A variação das rendas de todos os contratos em vigor, medida pelo índice de preços no consumidor, subiu 5,1% em março de 2026. Este indicador inclui contratos antigos, por isso o nível é mais baixo, mas confirma que as rendas continuam a subir. (INE, índice de preços no consumidor, março de 2026)
Sabia que?
As rendas pedidas nos anúncios estão a descer há quatro meses, indica a plataforma imobiliária Idealista. Em maio de 2026, o valor mediano de oferta era de 16,3 euros por metro quadrado, menos 2,9% do que um ano antes, e o mais baixo desde o máximo de cerca de 16,3 euros (outubro de 2025). Lisboa continua a ser a cidade mais cara, com 21,8 euros por metro quadrado. Atenção que são preços pedidos, não o valor a que os contratos são assinados.
Quem já tem contrato deve ter em conta a atualização anual.
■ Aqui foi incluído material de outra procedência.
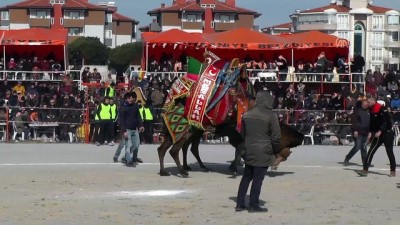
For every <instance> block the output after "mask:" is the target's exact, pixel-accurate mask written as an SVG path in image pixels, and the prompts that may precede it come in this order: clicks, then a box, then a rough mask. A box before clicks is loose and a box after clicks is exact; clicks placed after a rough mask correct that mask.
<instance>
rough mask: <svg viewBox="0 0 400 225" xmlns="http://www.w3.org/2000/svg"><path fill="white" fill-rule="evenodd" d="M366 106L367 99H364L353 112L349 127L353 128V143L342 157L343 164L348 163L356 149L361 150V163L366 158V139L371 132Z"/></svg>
mask: <svg viewBox="0 0 400 225" xmlns="http://www.w3.org/2000/svg"><path fill="white" fill-rule="evenodd" d="M368 107H369V104H368V101H367V100H364V101H362V103H361V107H360V108H357V109H356V110H355V111H354V113H353V116H352V120H351V123H352V126H351V129H352V130H353V137H354V139H355V144H354V147H353V148H352V149H351V150H350V152H349V153H348V154H347V155H346V157H345V159H344V163H343V165H345V166H347V165H349V161H350V159H351V158H352V157H353V156H354V155H355V154H356V153H357V152H358V150H361V160H362V163H363V164H364V163H365V159H366V158H367V141H368V139H369V138H370V136H371V133H370V132H369V121H370V115H369V110H368Z"/></svg>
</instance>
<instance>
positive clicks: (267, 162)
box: [235, 91, 281, 212]
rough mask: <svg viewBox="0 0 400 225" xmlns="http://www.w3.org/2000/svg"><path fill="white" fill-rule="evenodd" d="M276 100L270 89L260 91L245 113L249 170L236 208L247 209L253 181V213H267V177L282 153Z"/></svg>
mask: <svg viewBox="0 0 400 225" xmlns="http://www.w3.org/2000/svg"><path fill="white" fill-rule="evenodd" d="M273 102H274V99H273V97H272V96H271V95H270V93H269V92H268V91H259V92H258V93H257V97H256V104H255V107H254V108H253V109H251V110H250V111H248V112H246V113H245V114H244V115H243V132H242V133H243V135H244V141H245V147H246V150H245V153H244V159H245V161H244V162H245V165H246V166H245V169H244V173H243V177H242V180H241V181H240V185H239V190H238V194H237V205H236V208H235V210H236V211H243V210H245V209H246V206H245V197H246V193H247V189H248V188H249V185H250V183H251V182H252V185H251V191H250V205H249V207H248V211H249V212H267V211H268V209H267V208H262V207H260V202H259V198H260V193H261V187H262V183H263V180H264V176H265V174H266V172H267V170H268V167H269V166H273V165H274V163H275V154H277V153H279V152H280V149H279V141H280V138H281V130H280V126H279V120H278V116H277V115H276V113H274V112H272V105H273Z"/></svg>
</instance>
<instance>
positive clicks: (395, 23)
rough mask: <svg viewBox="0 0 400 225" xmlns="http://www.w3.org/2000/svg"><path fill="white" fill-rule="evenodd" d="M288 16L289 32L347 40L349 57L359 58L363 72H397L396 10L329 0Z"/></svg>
mask: <svg viewBox="0 0 400 225" xmlns="http://www.w3.org/2000/svg"><path fill="white" fill-rule="evenodd" d="M290 17H291V19H292V30H291V31H292V32H303V31H310V30H319V31H322V32H326V33H328V34H332V35H336V36H337V37H340V38H345V39H347V40H349V41H350V45H351V46H350V57H354V56H356V55H361V56H363V57H364V59H365V62H366V66H365V69H372V70H376V69H381V70H387V69H394V70H398V69H400V12H399V11H398V10H395V9H390V8H384V7H379V6H375V5H373V4H372V1H371V0H332V2H331V4H329V5H327V6H323V7H319V8H314V9H308V10H297V11H296V12H295V13H294V14H292V15H291V16H290ZM287 30H288V31H289V28H287Z"/></svg>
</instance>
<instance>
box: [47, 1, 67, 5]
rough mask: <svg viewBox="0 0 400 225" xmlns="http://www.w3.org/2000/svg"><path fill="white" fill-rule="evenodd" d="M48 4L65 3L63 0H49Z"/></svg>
mask: <svg viewBox="0 0 400 225" xmlns="http://www.w3.org/2000/svg"><path fill="white" fill-rule="evenodd" d="M50 4H52V5H54V4H65V0H50Z"/></svg>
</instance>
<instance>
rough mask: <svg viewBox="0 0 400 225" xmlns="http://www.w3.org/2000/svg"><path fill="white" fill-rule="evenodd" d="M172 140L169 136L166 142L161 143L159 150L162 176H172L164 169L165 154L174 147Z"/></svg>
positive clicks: (157, 149) (160, 164)
mask: <svg viewBox="0 0 400 225" xmlns="http://www.w3.org/2000/svg"><path fill="white" fill-rule="evenodd" d="M172 144H173V143H172V138H171V137H170V136H169V135H167V136H166V137H165V139H164V141H163V142H162V143H161V145H160V147H158V148H157V151H158V158H159V160H160V176H169V175H170V174H169V173H168V172H167V171H166V170H165V168H164V157H165V153H167V151H168V149H169V148H170V147H171V145H172Z"/></svg>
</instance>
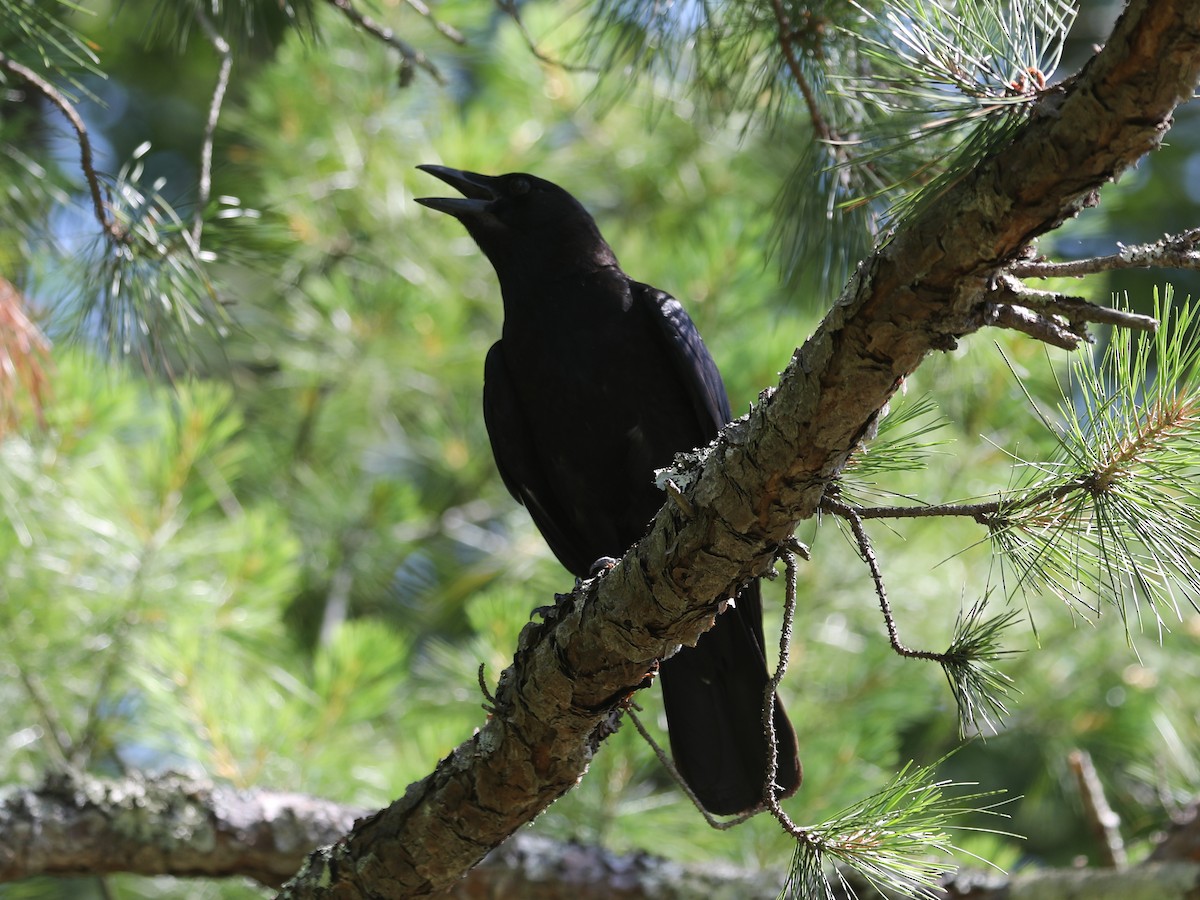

Em 2026, as rendas em vigor podem subir até 2,24%, de acordo com o coeficiente fixado pelo INE.
Do lado das políticas, o Governo aprovou um pacote fiscal para a habitação, em vigor desde maio de 2026. Baixa para 10% a taxa de IRS dos senhorios com rendas moderadas, até 2 300 euros por mês, em contratos de pelo menos três anos. Aumenta também a dedução das rendas no IRS dos inquilinos, para 900 euros em 2026 e 1 000 euros em 2027. O objetivo declarado é trazer mais casas para o arrendamento.
A visão mutualista
Arrendar casa não tem de ser um esforço enfrentado a sós. A pressão da habitação sente-se de forma mais leve quando há uma rede que protege e que ajuda a planear. Essa é, desde a origem, a ideia do mutualismo: poupar e proteger em conjunto, ao longo das gerações.
Construir uma poupança dedicada à habitação é uma forma concreta de ganhar margem, seja para uma futura entrada, seja para aliviar meses mais difíceis. A modalidade Poupança Complementar do Montepio Associação Mutualista é um exemplo de como reforçar essa almofada de forma gradual. A associação disponibiliza ainda aos associados benefícios de apoio à habitação, que pode conhecer em detalhe no site.
Perguntas frequentes
Qual é a região mais cara para arrendar casa em Portugal? O município de Lisboa. No primeiro trimestre de 2026, a renda mediana de novos contratos foi de 17,42 euros por metro quadrado, quase o dobro da mediana nacional. Seguiam-se Cascais e Oeiras, e, entre as sub-regiões, a Grande Lisboa, com 14,38 euros. (INE, 1.º trimestre de 2026)
O INE voltou a publicar os dados das rendas? Sim. Depois de meses sem divulgar as estatísticas de rendas de novos contratos, por estar a integrar novos dados da Autoridade Tributária, o INE retomou a publicação em junho de 2026, com uma série revista. O dado mais recente é do primeiro trimestre de 2026.
Porque é que os preços dos portais imobiliários são mais altos? Os portais mostram os preços pedidos nos anúncios, não o valor a que os contratos são assinados. Por isso, ficam acima dos dados do INE e servem apenas como sinal de procura, nunca como referência de valores.
As rendas estão a subir ou a descer em 2026? As rendas de novos contratos subiram 9,1% em termos homólogos no início de 2026, mas desceram 3,3% face ao trimestre anterior. Em contratos antigos, a renda pode ainda subir em 2026, pela atualização anual de até 2,24%.
Quanto posso deduzir das rendas no IRS em 2026? Até 900 euros em 2026, valor que sobe para 1 000 euros a partir de 2027, ao abrigo do novo pacote fiscal da habitação.
Em resumo
- A renda mediana de novos contratos em Portugal foi de 9,46 euros por metro quadrado no primeiro trimestre de 2026, mais 9,1% do que um ano antes.
- O município de Lisboa é o mais caro, com 17,42 euros por metro quadrado, quase o dobro da mediana nacional.
- Os preços dos portais imobiliários medem o que se pede, não o negócio, e não devem servir de referência.
- Em contratos antigos, a renda pode subir até 2,24% em 2026, por atualização anual.